It's been more than 10 months
since truckdriver Michael Stamathis was arrested and accused of stealing fuel
at the Flying J Travel Center in Wytheville, VA. Now, he is suing Flying J
and the employee who had him arrested.
Stamathis filed the lawsuit in federal
court Oct. 25 against Flying J Travel Plaza and David L. Hansen, the employee
who he says accused him of stealing and using drugs. Stamathis, of Maryland,
says he was defamed, maliciously prosecuted and not allowed to do his work
because of the arrest. He is asking for $600,000 in damages.
Stamathis says he pulled into the truckstop
at exit 77 off I-81 and I-77 around 7:55 p.m. on Dec. 18 and waited with the
other trucks backed up to the ramp waiting to get fuel. It was 8:10 p.m. when
he finally pulled up to the pump and inserted his fuel card into the pump
card reader, which accepted his card. He then put in a frequent fueler card,
but it was denied. When the pump did not work, Stamathis called the fuel clerk
using the pump-side phone and gave the clerk his identifying information.
After fueling his truck, Stamathis
moved his truck so other truckers could get to the pumps. After not finding
a parking spot in the truckstop lot, he finally parked at the Citgo convenience
store next door, like many other drivers do. As Stamathis retrieved his shower
bag and a change of clothes, a sheriff's deputy arrested him. According
to Stamathis, he told the officer he had not stolen any fuel and was just
on his way back to Flying J after parking his truck and getting his shower
bag. As he explained the problems he had with the fuel card reader, Hansen
from the Flying J came over and insisted the officer arrest Stamathis for
stealing fuel. Stamathis was handcuffed, taken to the police station, charged
with petit larceny for stealing 100 gallons of diesel fuel and released on
his own recognizance.
Stamathis says in addition to calling
the sheriff's office, Hansen also called Stamathis' employer (J-Mar
Trucking in Alabama) and told a dispatcher that Stamathis had left without
paying for fuel and was on drugs. Additionally, he told the dispatcher the
sheriff had taken Stamathis to the station for testing. Hansen then went to
the sheriff's department, filed a criminal complaint against Stamathis and
suggested the deputy should perform a drug test on Stamathis.
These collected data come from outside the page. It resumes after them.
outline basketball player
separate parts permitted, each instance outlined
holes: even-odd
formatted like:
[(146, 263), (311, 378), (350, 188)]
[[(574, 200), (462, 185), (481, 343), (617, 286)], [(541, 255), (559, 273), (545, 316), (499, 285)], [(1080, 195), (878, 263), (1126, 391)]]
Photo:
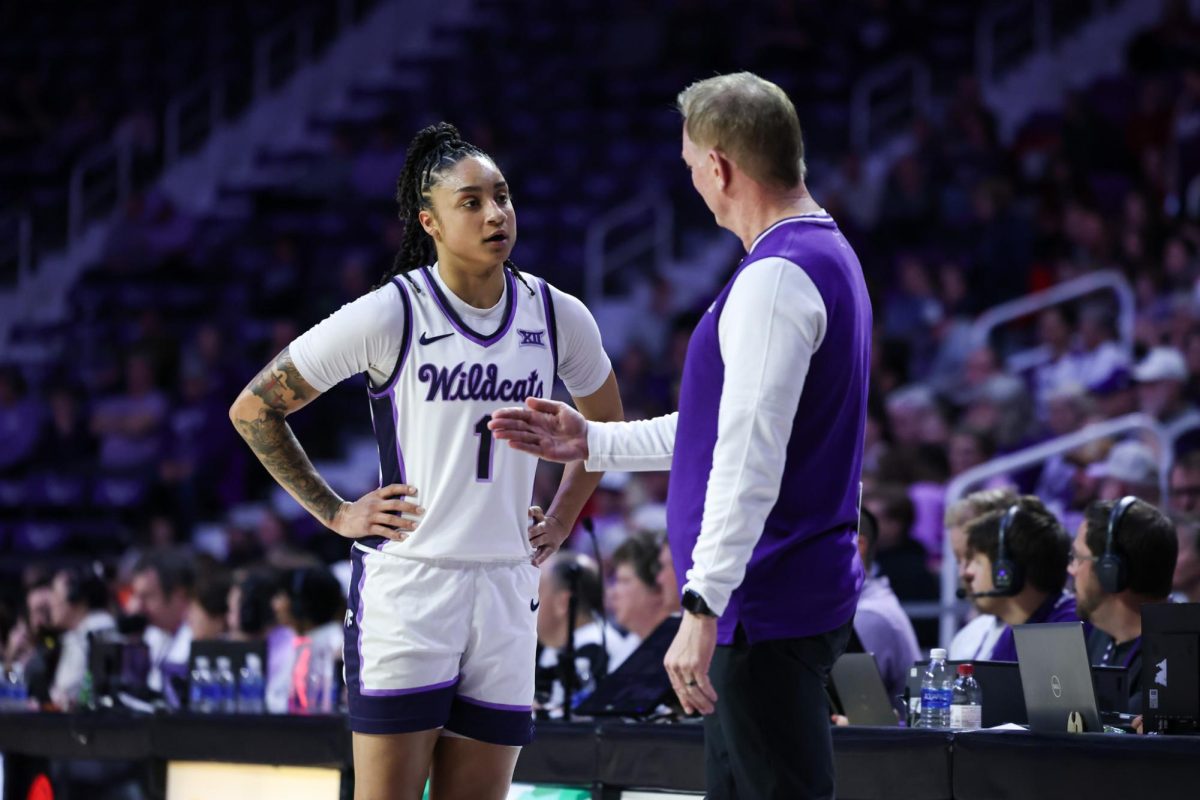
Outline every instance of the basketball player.
[(692, 184), (747, 251), (692, 333), (679, 412), (593, 424), (530, 398), (491, 424), (543, 458), (670, 468), (667, 532), (687, 582), (664, 663), (684, 709), (707, 715), (708, 797), (832, 797), (823, 680), (863, 582), (870, 299), (805, 188), (783, 90), (742, 72), (678, 102)]
[[(532, 734), (537, 565), (598, 480), (568, 468), (545, 514), (527, 508), (537, 459), (495, 446), (489, 415), (549, 397), (556, 374), (590, 419), (620, 419), (621, 402), (583, 304), (509, 260), (516, 215), (488, 155), (451, 125), (425, 128), (397, 199), (405, 235), (387, 278), (292, 342), (230, 416), (281, 486), (356, 540), (355, 797), (415, 800), (429, 777), (434, 798), (502, 798)], [(380, 488), (350, 502), (284, 417), (360, 372)]]

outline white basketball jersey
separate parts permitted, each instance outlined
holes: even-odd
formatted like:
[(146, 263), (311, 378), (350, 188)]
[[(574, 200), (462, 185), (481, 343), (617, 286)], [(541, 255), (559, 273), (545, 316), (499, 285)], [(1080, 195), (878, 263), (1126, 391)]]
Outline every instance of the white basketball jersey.
[(425, 508), (403, 542), (363, 544), (398, 556), (527, 560), (528, 510), (537, 459), (496, 441), (487, 423), (504, 406), (549, 397), (558, 368), (554, 306), (544, 281), (529, 289), (505, 271), (495, 331), (469, 328), (429, 268), (393, 279), (407, 330), (387, 385), (371, 390), (380, 485), (407, 483)]

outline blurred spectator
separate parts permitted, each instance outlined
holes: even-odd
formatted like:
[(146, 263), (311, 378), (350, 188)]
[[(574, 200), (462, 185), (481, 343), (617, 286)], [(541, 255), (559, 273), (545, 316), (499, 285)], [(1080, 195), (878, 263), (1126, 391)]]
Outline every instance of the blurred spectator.
[[(1015, 513), (1013, 513), (1015, 509)], [(1011, 516), (1010, 516), (1011, 514)], [(994, 571), (999, 558), (1000, 530), (1005, 518), (1004, 555), (1010, 562), (1011, 585), (1002, 591)], [(1067, 582), (1067, 555), (1071, 539), (1062, 523), (1036, 497), (1026, 495), (1005, 511), (993, 511), (967, 527), (967, 563), (962, 570), (975, 606), (1002, 620), (1008, 628), (1000, 634), (987, 658), (1016, 661), (1013, 625), (1067, 622), (1075, 619), (1075, 598), (1063, 593)]]
[(866, 497), (867, 509), (878, 520), (875, 563), (901, 600), (933, 600), (938, 582), (926, 567), (928, 554), (911, 535), (914, 510), (903, 486), (886, 484)]
[[(966, 570), (970, 561), (967, 547), (967, 529), (975, 520), (995, 512), (1003, 512), (1017, 502), (1015, 492), (1008, 489), (984, 489), (972, 492), (946, 509), (946, 533), (950, 551), (958, 570), (958, 583), (965, 591)], [(1004, 632), (1005, 622), (994, 614), (982, 611), (975, 598), (968, 594), (974, 617), (954, 634), (950, 640), (950, 658), (975, 661), (987, 658), (996, 646), (996, 640)]]
[(662, 544), (658, 548), (657, 583), (662, 590), (663, 606), (668, 614), (679, 613), (679, 578), (675, 574), (675, 562), (671, 560), (671, 546), (666, 536), (662, 536)]
[(281, 591), (286, 590), (269, 569), (245, 572), (229, 589), (229, 638), (266, 643), (266, 705), (272, 714), (287, 711), (296, 647), (295, 633), (275, 616), (275, 598)]
[[(1087, 421), (1091, 406), (1091, 398), (1081, 385), (1058, 386), (1046, 395), (1046, 432), (1051, 438), (1074, 433)], [(1034, 494), (1059, 517), (1073, 505), (1078, 471), (1072, 453), (1057, 453), (1042, 464)]]
[(1067, 306), (1051, 306), (1038, 315), (1038, 341), (1046, 362), (1034, 370), (1039, 412), (1046, 398), (1059, 386), (1083, 383), (1080, 365), (1072, 352), (1075, 322)]
[(871, 230), (879, 219), (879, 181), (867, 175), (862, 157), (856, 152), (847, 153), (834, 173), (826, 192), (836, 197), (844, 209), (843, 214), (862, 231)]
[(621, 543), (609, 560), (612, 585), (608, 606), (613, 620), (627, 632), (620, 650), (614, 650), (609, 671), (615, 670), (662, 624), (670, 612), (662, 596), (658, 574), (659, 542), (648, 533), (635, 533)]
[(322, 699), (309, 694), (310, 678), (333, 679), (342, 661), (342, 586), (326, 567), (301, 567), (284, 577), (284, 590), (275, 595), (272, 606), (276, 620), (295, 634), (288, 709), (319, 710)]
[(933, 290), (929, 269), (915, 256), (897, 264), (897, 287), (880, 315), (886, 336), (903, 339), (910, 348), (909, 369), (923, 373), (933, 360), (933, 330), (942, 321), (942, 304)]
[(1200, 452), (1181, 456), (1171, 467), (1170, 496), (1172, 512), (1200, 514)]
[(385, 122), (371, 133), (371, 141), (354, 159), (351, 181), (361, 196), (388, 200), (396, 190), (396, 176), (404, 169), (404, 145), (395, 125)]
[[(609, 672), (608, 665), (624, 648), (624, 637), (604, 618), (603, 588), (596, 563), (586, 556), (561, 551), (541, 567), (537, 609), (538, 708), (560, 716), (564, 682), (570, 680), (575, 701), (595, 688)], [(571, 619), (571, 587), (577, 588), (575, 619)], [(567, 637), (574, 639), (575, 663), (562, 663)], [(607, 651), (605, 650), (607, 646)]]
[(963, 426), (950, 437), (950, 447), (947, 457), (950, 462), (950, 476), (958, 477), (962, 473), (977, 467), (990, 459), (996, 452), (992, 437), (983, 431)]
[[(589, 515), (596, 533), (600, 558), (609, 559), (613, 551), (629, 537), (626, 519), (625, 490), (629, 486), (628, 472), (606, 472), (592, 494)], [(570, 539), (571, 547), (582, 553), (592, 552), (591, 537), (577, 527)]]
[(4, 664), (25, 669), (29, 696), (50, 702), (50, 687), (62, 654), (61, 631), (54, 626), (54, 578), (42, 575), (27, 583), (25, 604), (5, 642)]
[(42, 414), (13, 367), (0, 368), (0, 475), (27, 467), (38, 445)]
[(1158, 461), (1154, 451), (1141, 442), (1118, 442), (1104, 461), (1088, 467), (1088, 477), (1099, 480), (1097, 498), (1116, 500), (1127, 494), (1148, 503), (1159, 500)]
[(900, 607), (887, 577), (880, 575), (875, 565), (878, 542), (879, 525), (874, 515), (864, 510), (859, 519), (858, 554), (867, 578), (854, 613), (854, 633), (863, 649), (874, 654), (888, 697), (896, 710), (902, 711), (902, 701), (897, 698), (903, 694), (908, 668), (921, 657), (921, 650), (912, 622)]
[(166, 690), (166, 682), (186, 676), (192, 649), (188, 613), (196, 575), (189, 555), (162, 551), (145, 555), (133, 570), (127, 611), (146, 618), (150, 648), (150, 688)]
[(225, 638), (229, 630), (229, 588), (229, 577), (223, 573), (197, 581), (187, 616), (193, 642)]
[(340, 661), (346, 598), (337, 578), (323, 566), (301, 567), (286, 576), (285, 584), (272, 600), (275, 619)]
[(1171, 347), (1156, 347), (1133, 369), (1138, 407), (1166, 428), (1168, 436), (1200, 426), (1200, 411), (1188, 403), (1187, 362)]
[(1172, 514), (1179, 542), (1171, 599), (1176, 603), (1200, 603), (1200, 517)]
[[(98, 445), (82, 397), (75, 387), (60, 383), (49, 390), (46, 400), (50, 413), (41, 440), (41, 466), (62, 472), (86, 472), (96, 457)], [(67, 453), (70, 458), (64, 457)]]
[(64, 711), (79, 707), (88, 674), (89, 635), (113, 630), (112, 600), (102, 568), (67, 568), (54, 575), (50, 624), (62, 631), (61, 655), (50, 687), (50, 699)]
[[(1087, 635), (1088, 658), (1093, 664), (1129, 670), (1129, 710), (1137, 714), (1142, 698), (1142, 606), (1167, 601), (1179, 543), (1171, 521), (1145, 501), (1133, 502), (1114, 520), (1119, 502), (1088, 507), (1072, 544), (1070, 573), (1079, 618), (1093, 626)], [(1110, 536), (1111, 552), (1122, 559), (1124, 570), (1115, 585), (1105, 586), (1096, 560), (1109, 552)]]
[(991, 434), (997, 452), (1008, 453), (1029, 444), (1033, 413), (1024, 383), (1012, 375), (988, 378), (971, 398), (963, 421)]
[(155, 385), (145, 355), (125, 359), (125, 392), (101, 400), (92, 414), (92, 431), (100, 437), (100, 463), (114, 470), (136, 470), (153, 464), (161, 448), (167, 398)]
[(942, 424), (933, 391), (919, 384), (889, 394), (887, 414), (892, 441), (902, 448), (929, 442)]

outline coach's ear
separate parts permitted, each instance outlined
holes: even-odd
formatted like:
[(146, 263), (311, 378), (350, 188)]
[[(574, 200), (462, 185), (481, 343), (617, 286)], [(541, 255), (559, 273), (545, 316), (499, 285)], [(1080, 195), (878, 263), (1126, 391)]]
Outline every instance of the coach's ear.
[(733, 162), (729, 160), (729, 156), (722, 153), (716, 148), (708, 151), (709, 168), (713, 171), (713, 180), (721, 191), (729, 188), (729, 182), (733, 180)]

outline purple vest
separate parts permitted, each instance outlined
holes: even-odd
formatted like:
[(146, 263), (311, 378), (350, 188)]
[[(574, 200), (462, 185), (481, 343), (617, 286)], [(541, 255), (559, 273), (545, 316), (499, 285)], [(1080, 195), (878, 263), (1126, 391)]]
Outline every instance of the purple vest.
[(741, 271), (772, 256), (807, 273), (825, 303), (827, 325), (792, 423), (779, 498), (720, 619), (720, 644), (733, 641), (738, 625), (751, 642), (833, 630), (853, 617), (863, 583), (855, 533), (871, 302), (858, 257), (824, 215), (791, 218), (768, 229), (692, 333), (667, 496), (671, 556), (682, 584), (700, 536), (717, 442), (725, 378), (717, 323)]

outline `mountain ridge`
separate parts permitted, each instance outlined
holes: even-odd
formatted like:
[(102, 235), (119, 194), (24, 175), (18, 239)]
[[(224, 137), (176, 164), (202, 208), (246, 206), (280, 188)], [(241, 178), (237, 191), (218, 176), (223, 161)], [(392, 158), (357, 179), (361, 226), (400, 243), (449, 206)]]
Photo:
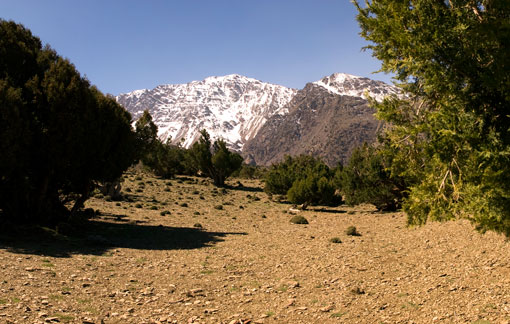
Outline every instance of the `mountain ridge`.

While Stamathis was being booked at
the sheriff's office, his fuel purchase was processed back at the Flying
J. In March, the criminal complaint was dismissed after he produced the fuel
card transaction report with the date and time Flying J processed the payment.
Stamathis also says he feels betrayed
by J-Mar. Before charges against him were dropped, Stamathis said he complained
all the way up to J-Mar's vice president with not results. Stamathis
believes his employer's lack of support was fueled by the company's
alleged fuel contract with Flying J. Stamathis has since left the company.